It was a good first year with the K-9 unit, Stirling said, because Pepper helped uncover evidence on several violations. The most remarkable: Searching in the dark, Pepper found a shotgun and spent shells that had been dumped in a cornfield by juveniles hunting ducks out of season.
“We did that within a matter of 20 minutes,” Stirling said. “It was much more efficient utilizing the dog.”
Pepper is the only dog in the K-9 unit, a program funded by grants from Shikar Safari in Boise, the Idaho Conservation Officers Association and private donations. Initial training happened in Indiana, where the Indiana Department of Natural Resources paid for Pepper’s training.
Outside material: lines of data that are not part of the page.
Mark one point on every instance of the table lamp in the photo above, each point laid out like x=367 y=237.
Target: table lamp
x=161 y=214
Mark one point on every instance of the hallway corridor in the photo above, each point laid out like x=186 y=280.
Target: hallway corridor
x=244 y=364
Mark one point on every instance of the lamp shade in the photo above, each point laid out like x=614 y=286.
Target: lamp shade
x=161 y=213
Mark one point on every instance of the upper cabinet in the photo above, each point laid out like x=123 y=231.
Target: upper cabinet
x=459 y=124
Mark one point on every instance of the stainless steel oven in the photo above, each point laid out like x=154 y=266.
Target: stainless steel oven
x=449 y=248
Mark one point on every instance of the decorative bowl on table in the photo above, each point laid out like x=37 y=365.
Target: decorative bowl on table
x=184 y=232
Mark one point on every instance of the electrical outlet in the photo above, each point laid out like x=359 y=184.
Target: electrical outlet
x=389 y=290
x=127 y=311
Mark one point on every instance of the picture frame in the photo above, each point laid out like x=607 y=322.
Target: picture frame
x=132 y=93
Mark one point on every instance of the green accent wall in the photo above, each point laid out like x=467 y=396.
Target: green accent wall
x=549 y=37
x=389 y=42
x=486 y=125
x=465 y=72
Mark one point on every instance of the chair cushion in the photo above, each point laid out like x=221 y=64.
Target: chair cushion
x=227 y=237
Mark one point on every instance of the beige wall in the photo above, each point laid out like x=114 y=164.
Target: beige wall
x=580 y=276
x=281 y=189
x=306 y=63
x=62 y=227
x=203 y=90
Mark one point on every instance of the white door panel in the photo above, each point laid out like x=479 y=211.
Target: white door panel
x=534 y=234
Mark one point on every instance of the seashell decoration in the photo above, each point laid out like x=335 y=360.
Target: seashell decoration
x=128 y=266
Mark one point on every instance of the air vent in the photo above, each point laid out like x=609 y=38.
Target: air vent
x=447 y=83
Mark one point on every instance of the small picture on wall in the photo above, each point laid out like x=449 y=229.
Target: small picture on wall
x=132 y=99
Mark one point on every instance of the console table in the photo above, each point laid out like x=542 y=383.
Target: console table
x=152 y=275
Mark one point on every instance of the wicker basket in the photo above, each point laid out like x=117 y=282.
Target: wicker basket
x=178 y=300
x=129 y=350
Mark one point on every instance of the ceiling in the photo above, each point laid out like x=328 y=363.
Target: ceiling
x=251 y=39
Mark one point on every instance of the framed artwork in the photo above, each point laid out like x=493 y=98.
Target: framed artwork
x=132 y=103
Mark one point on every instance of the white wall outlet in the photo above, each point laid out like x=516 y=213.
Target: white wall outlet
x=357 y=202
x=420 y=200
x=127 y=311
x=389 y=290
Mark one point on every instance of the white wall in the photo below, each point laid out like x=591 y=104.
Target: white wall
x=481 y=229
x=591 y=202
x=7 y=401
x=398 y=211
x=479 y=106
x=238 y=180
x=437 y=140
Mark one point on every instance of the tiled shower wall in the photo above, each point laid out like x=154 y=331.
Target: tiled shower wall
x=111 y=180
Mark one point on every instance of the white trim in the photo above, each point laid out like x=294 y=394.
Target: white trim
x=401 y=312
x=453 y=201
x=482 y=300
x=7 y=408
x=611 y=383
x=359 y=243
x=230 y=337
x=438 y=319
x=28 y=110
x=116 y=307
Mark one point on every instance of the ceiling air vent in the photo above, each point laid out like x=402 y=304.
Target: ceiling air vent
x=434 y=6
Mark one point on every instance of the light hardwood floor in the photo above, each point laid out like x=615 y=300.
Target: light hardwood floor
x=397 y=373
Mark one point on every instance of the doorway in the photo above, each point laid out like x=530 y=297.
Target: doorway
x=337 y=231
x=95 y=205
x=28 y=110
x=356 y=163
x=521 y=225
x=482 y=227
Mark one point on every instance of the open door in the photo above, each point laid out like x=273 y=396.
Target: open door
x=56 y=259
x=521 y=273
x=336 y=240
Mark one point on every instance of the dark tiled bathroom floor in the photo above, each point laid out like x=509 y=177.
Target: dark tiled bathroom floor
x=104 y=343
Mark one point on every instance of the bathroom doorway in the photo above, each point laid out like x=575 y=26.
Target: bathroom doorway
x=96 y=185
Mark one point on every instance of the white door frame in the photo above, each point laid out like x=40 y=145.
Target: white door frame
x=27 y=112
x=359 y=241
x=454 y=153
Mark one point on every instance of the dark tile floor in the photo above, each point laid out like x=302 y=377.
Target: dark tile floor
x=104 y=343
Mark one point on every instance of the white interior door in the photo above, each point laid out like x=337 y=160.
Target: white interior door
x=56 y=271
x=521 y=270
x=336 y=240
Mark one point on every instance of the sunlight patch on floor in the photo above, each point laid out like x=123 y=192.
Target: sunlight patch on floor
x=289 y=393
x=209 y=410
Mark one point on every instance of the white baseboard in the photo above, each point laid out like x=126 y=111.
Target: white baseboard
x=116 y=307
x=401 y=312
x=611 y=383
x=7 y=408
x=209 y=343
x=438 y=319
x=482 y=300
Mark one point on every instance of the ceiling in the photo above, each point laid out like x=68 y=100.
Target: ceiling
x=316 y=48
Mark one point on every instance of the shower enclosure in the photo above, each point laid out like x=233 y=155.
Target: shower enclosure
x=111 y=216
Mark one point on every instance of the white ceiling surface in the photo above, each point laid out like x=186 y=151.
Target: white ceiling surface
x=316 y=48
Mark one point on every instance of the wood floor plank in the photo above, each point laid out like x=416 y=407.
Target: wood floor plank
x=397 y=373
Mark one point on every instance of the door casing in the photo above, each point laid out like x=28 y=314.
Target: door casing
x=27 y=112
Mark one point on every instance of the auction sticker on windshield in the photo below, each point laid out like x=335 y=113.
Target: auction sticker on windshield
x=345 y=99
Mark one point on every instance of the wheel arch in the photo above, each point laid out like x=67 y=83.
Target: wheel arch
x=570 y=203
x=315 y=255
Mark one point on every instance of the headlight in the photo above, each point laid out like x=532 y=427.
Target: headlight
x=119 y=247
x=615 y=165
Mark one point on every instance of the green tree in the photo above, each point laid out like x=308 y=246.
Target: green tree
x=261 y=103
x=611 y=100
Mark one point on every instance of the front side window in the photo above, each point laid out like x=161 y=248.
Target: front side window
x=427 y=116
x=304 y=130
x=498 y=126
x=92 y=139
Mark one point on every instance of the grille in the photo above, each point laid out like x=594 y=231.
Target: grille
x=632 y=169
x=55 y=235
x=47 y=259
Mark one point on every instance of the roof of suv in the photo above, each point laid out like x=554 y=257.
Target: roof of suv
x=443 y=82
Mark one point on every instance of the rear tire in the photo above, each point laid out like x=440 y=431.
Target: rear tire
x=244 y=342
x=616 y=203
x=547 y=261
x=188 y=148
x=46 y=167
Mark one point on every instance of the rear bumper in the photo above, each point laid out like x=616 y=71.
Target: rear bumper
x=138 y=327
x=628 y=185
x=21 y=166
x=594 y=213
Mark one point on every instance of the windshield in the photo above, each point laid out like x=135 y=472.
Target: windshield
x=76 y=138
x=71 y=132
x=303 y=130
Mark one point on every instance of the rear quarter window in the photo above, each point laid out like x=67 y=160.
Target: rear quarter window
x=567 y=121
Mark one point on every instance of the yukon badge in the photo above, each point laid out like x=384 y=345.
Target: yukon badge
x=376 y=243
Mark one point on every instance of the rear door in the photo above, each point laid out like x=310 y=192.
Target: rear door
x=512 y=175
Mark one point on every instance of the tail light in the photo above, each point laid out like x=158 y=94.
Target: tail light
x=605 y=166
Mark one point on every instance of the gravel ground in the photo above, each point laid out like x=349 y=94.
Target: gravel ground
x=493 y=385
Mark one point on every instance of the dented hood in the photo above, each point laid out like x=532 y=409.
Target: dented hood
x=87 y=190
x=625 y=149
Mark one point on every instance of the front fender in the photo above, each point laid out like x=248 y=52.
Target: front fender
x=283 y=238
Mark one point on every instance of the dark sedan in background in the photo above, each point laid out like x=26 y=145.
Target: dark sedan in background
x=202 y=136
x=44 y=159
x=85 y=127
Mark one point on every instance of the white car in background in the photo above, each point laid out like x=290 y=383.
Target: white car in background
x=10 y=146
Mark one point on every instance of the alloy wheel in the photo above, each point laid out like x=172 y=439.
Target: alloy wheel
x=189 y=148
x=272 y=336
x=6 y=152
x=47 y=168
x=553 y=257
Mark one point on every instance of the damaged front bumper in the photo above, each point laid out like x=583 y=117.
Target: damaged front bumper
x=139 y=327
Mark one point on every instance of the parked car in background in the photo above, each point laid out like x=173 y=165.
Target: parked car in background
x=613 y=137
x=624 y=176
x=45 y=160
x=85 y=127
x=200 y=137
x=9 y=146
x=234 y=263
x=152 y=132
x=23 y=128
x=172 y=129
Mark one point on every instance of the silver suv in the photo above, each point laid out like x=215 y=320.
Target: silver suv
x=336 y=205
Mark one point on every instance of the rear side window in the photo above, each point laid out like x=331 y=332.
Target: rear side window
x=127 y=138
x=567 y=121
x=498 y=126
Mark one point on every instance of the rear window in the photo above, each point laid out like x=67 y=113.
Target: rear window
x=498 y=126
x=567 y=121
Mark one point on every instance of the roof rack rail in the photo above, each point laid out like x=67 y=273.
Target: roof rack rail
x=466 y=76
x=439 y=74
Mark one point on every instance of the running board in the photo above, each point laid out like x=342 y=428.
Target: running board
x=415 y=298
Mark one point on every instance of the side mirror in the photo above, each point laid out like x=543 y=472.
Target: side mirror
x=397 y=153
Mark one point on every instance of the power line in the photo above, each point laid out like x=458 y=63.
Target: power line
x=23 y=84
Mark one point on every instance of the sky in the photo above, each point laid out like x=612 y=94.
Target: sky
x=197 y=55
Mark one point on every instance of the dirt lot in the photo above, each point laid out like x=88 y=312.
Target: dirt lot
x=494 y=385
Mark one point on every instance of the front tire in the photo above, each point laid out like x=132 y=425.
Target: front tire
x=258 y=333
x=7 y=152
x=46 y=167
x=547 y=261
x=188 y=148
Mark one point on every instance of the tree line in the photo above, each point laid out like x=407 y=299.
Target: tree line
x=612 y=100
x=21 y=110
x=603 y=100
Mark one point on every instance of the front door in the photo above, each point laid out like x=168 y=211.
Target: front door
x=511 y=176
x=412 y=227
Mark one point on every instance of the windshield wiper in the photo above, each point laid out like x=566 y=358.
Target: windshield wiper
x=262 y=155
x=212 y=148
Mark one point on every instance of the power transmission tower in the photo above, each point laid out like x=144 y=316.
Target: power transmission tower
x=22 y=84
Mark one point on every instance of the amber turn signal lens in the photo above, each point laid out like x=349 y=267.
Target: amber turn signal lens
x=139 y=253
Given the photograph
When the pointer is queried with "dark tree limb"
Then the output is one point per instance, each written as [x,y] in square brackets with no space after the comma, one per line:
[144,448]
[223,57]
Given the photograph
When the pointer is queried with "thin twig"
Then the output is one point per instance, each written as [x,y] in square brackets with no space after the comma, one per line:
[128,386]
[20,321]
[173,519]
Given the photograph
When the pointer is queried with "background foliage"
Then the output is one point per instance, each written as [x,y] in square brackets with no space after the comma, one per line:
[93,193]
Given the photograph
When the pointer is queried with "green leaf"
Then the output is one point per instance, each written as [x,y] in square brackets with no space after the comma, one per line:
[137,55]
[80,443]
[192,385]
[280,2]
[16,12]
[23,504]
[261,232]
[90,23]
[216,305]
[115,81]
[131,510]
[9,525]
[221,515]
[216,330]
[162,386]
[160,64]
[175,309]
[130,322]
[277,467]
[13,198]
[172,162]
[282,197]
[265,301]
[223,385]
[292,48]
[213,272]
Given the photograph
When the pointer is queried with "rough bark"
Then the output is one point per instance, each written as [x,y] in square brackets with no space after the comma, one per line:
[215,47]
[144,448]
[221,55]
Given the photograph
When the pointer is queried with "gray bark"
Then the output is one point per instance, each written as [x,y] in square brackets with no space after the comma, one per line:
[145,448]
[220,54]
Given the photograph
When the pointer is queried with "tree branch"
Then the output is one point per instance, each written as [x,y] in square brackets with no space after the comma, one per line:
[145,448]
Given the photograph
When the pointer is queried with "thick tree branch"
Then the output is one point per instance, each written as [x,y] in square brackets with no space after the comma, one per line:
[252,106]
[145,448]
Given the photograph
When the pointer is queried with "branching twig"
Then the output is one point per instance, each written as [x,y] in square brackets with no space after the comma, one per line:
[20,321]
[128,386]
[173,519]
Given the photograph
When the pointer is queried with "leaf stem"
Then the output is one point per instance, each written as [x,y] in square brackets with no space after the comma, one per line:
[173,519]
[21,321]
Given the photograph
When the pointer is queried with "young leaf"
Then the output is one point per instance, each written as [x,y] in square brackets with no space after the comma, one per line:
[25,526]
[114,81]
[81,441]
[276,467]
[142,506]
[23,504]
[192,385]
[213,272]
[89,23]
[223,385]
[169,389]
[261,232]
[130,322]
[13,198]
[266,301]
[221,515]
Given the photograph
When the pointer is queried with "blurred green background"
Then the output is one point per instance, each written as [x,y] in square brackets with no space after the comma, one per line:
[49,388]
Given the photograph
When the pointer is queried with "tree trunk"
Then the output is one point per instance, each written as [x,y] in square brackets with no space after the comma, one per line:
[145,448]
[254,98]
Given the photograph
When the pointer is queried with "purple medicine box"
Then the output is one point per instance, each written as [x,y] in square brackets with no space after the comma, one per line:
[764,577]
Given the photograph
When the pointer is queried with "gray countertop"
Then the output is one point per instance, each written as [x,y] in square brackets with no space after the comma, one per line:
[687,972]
If the K-9 program is successful over the course of the five years, it will continue and even expand into other regions, Stirling said. If not, it likely will go away.
Stirling takes Pepper with him into the field to sniff out evidence and to train, and to school classrooms where Stirling discusses conservation issues with students and teachers. Everyone likes the friendly black Lab, he said.
Hompland said Pepper also helps Search and Rescue find lost hunters and trains with other law enforcement K-9 units.
“We had a good year learning this new tool that we have,” Stirling said.
Stirling wants to keep the K-9 program and said there seems to be significant interest from local sportsmen’s groups and individuals. He’s garnered more than $20,000 through fundraising and donations since the program started.
Currently, the department has about $12,600 budgeted for the remainder of the pilot program — expenses include equipment and vet checks — and is looking for more money to get it through the next four years.
“At this point, we’re very proud of it,” Hompland said, adding that the donations give the agency a window to make the program self-sustaining.
Pepper, who sniffed out hidden fish and a handgun during training at Dierkes Lake onSaturday, seems to like it, too.
“He’s so eager to please,” Stirling said.
Pepper, however, is not the ultimate poaching solution. One of the most effective tools Fish and Game uses to catch violators doesn’t have a dog’s nose: It’s you.
“What people tell us is huge,” Hompland said. “We depend on the public so much.”
When you’re in the field and notice anything suspicious or see something you know is not right, he said, report it as soon as possible to Fish and Game or call the Citizens AgainstPoaching toll-free number.
One person might hear off-season gunshots in the woods; another person might see neighbor Bill coming down the mountain. It might not be Bill who did the shooting, Hompland said, but maybe Bill saw someone who did. Pieces of reported information can be put together to form a clearer picture of what might have happened.
“The public’s help is crucial,” Hompland said.